Prep Snacks Ahead of Time
During a work day, you may have limited time to run to the kitchen and prepare a healthy snack. It’s much easier to grab a handful of chips or cookies to temporarily feed your appetite. Set yourself up for healthy snacking by prepping at the beginning of the week and storing snacks in reusable containers.
Whip up dips, cut up fruits and vegetables, boil eggs, and bake any snacks necessary so they’re ready to go when you are. It’s all about creating healthy habits. Get a head start on the meal and snack planning and do everything at once when you have the time already carved out.
Schedule Your Snacktime
Having a set time for snacks may seem impractical, but setting an alarm or calendar notification reminds you to take a break from your computer or workstation and walk around the block, rehydrate, and possibly eat a snack. If you wait until your stomach is growling, it’s likely you’ll overeat or reach for whatever snack is most convenient, not necessarily the healthiest.
Create a Challenge with Your Team
With a majority of people working from home right now, remote share snack ideas and recipes with co-workers and see who can come up with the most creative idea. Or, schedule a virtual break together to enjoy catching up without talking about work. This will keep you accountable for following a healthier snack plan.
Switch It Up
For a long time, health foods were given a bad rap because the perception was there was no flavor or the foods were boring. With all the available pre-packaged options and creative whole food snacks available today, there’s no reason why healthy snacking has to be flavorless or boring. When you get stuck in a rut, switch it up. Try a new fruit or vegetable or add some heat or sweetness to your snacks by using spices, many of which contain their own antioxidants.

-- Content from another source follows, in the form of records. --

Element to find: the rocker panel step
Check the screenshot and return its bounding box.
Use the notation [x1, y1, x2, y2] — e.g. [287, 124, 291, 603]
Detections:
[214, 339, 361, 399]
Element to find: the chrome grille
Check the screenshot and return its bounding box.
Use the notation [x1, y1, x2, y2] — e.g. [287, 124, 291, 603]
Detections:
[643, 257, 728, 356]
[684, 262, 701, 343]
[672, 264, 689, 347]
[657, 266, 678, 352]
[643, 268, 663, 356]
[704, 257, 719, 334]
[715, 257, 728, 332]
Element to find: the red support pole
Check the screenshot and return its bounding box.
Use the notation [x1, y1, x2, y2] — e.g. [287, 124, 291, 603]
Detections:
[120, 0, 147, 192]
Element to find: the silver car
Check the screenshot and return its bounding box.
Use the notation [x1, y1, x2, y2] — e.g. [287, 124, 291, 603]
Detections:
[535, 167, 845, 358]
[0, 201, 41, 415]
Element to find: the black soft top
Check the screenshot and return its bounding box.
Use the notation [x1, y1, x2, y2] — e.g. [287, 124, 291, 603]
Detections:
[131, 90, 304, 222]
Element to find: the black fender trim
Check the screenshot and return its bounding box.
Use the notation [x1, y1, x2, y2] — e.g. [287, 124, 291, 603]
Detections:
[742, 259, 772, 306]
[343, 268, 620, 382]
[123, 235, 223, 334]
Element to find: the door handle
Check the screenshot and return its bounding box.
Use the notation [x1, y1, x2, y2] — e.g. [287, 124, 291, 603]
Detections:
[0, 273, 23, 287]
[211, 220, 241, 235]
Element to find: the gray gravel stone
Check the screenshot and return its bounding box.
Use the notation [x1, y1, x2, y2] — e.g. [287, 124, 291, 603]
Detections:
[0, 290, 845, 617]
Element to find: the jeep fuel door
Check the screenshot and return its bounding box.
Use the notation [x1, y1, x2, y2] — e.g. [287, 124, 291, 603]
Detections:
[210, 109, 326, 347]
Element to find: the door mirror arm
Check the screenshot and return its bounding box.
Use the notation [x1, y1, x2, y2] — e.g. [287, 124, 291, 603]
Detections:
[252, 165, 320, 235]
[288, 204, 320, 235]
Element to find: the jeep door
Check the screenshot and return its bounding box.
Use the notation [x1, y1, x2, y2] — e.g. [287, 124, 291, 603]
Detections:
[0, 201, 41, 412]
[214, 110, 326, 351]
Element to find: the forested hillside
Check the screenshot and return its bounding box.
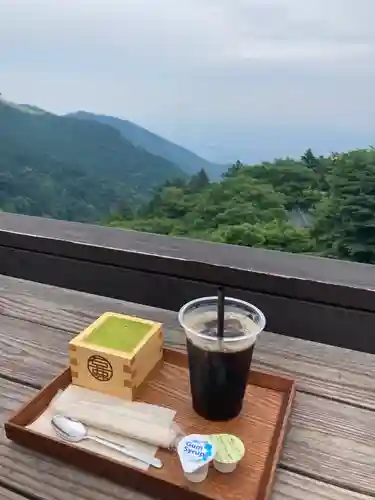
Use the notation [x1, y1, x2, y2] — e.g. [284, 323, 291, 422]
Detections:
[109, 149, 375, 263]
[68, 111, 226, 180]
[0, 100, 187, 222]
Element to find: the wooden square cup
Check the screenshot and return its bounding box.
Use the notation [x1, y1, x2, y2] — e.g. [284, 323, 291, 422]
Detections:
[69, 312, 163, 400]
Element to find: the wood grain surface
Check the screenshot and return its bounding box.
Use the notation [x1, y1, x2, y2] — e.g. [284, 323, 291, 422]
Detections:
[0, 486, 29, 500]
[0, 377, 356, 500]
[0, 276, 375, 409]
[0, 278, 375, 500]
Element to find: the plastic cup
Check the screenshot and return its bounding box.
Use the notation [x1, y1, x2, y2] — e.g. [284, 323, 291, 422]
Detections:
[177, 434, 216, 483]
[184, 464, 209, 483]
[178, 297, 266, 421]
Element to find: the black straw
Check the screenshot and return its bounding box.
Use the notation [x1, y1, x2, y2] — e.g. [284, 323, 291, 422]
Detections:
[217, 287, 225, 339]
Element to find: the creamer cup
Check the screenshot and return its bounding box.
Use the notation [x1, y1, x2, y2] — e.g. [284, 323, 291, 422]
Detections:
[210, 434, 245, 474]
[177, 434, 215, 483]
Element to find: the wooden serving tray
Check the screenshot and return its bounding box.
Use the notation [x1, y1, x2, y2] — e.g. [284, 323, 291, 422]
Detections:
[5, 349, 295, 500]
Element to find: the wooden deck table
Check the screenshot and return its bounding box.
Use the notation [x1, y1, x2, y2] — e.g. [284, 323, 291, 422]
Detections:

Companies want their employees to stay healthy. Boost your immune system by being mindful of what you’re eating and drinking throughout the day. You may be surprised how easily a daily soda and a small bag of chips add up over time. Replace these options with naturally-flavored water and a handful of homemade trail mix, chia pudding, or any other of the endless healthy snack ideas for work that you create.